Boda, a town in CAR of about 16,000 people has seen peace unlike almost anywhere else in the divided nation. CAR has been ravaged by civil war for year, ever since the Muslim Seleka rebels ousted the president in 2012. Boda, however, has been able to find a peaceful solution for the nearly even split Christian and Muslims civilians to live together. This is mostly thanks to two brave pastors who decided to try and reconcile the town.

 

2017-12-12 CAR (WorldWatchMonitor)

At the market in Boda, a mining town in the southwest of the Central African Republic, Christians and Muslims come together to purchase goods set on wooden tables along the dusty roadside.

It’s a picture of peaceful coexistence that would be unthinkable in some parts of a country that has been ripped apart by inter-religious clashes that have claimed thousands of lives since 2012.

For generations Muslims and Christians have lived side by side in Boda, a town of approximately 16,000 people. Muslims mainly work in the gold and diamond mines and live in the centre of the town, where two large mosques call them to prayer five times a day. The Christians mostly live on the outskirts of town, where those not working in the mines are farmers.

But their harmonious coexistence has been put to the test in recent years, since the arrival in 2012 of Séléka, a mostly Muslim rebel group, which took over large swathes of the country, ousting the president, François Bozizé. A number of the Muslims in Boda joined them, hoping to turn the CAR into an Islamic country.

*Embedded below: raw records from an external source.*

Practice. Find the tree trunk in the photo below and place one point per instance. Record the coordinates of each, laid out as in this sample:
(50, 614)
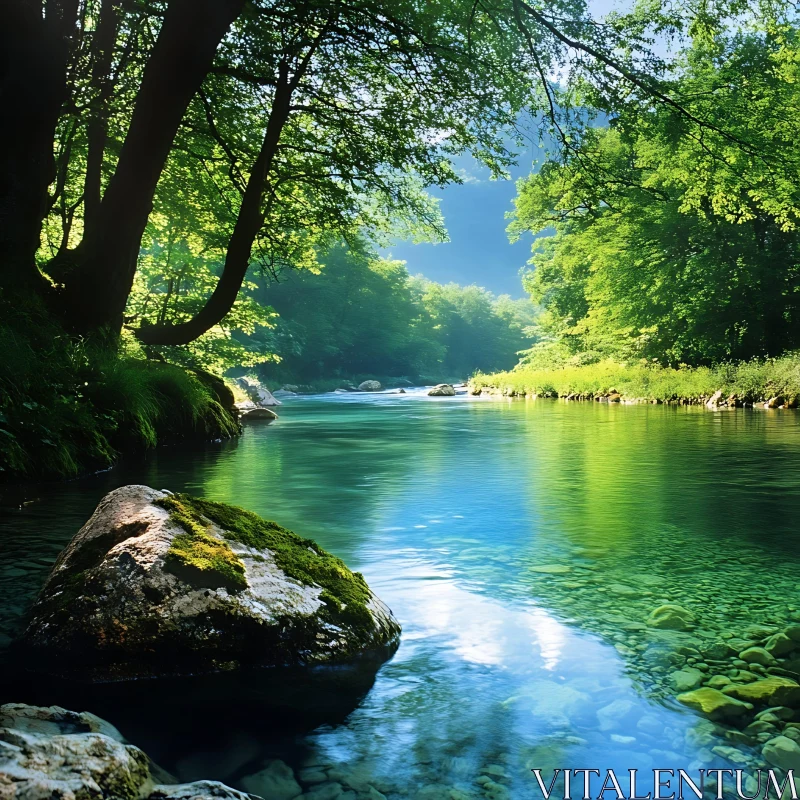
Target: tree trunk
(248, 224)
(97, 289)
(97, 128)
(34, 52)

They attacked the areas where Christians and Animists lived, murdering, plundering and destroying homes, forcing thousands to flee. Those who had joined the Muslim militias tried to make life in Boda impossible for the Christians in the hope that they would leave forever.

Meanwhile predominantly Animist ‘Anti-Balaka’ militias rose up across the country to protect the population against the Séléka attacks that were carried out with impunity. Yet they soon became guilty of the same brutality the Séléka groups had unleashed on their communities.

International forces arrived in 2014 and pushed Séléka back. In Boda, the Muslim community sheltered behind them, fearful of a backlash. At the same time, Anti-Balaka members in the town, among them local Christians and Animists, were waiting for the international forces to leave so that they could hit back against the Muslims who had done them so much harm. It was a massacre waiting to happen.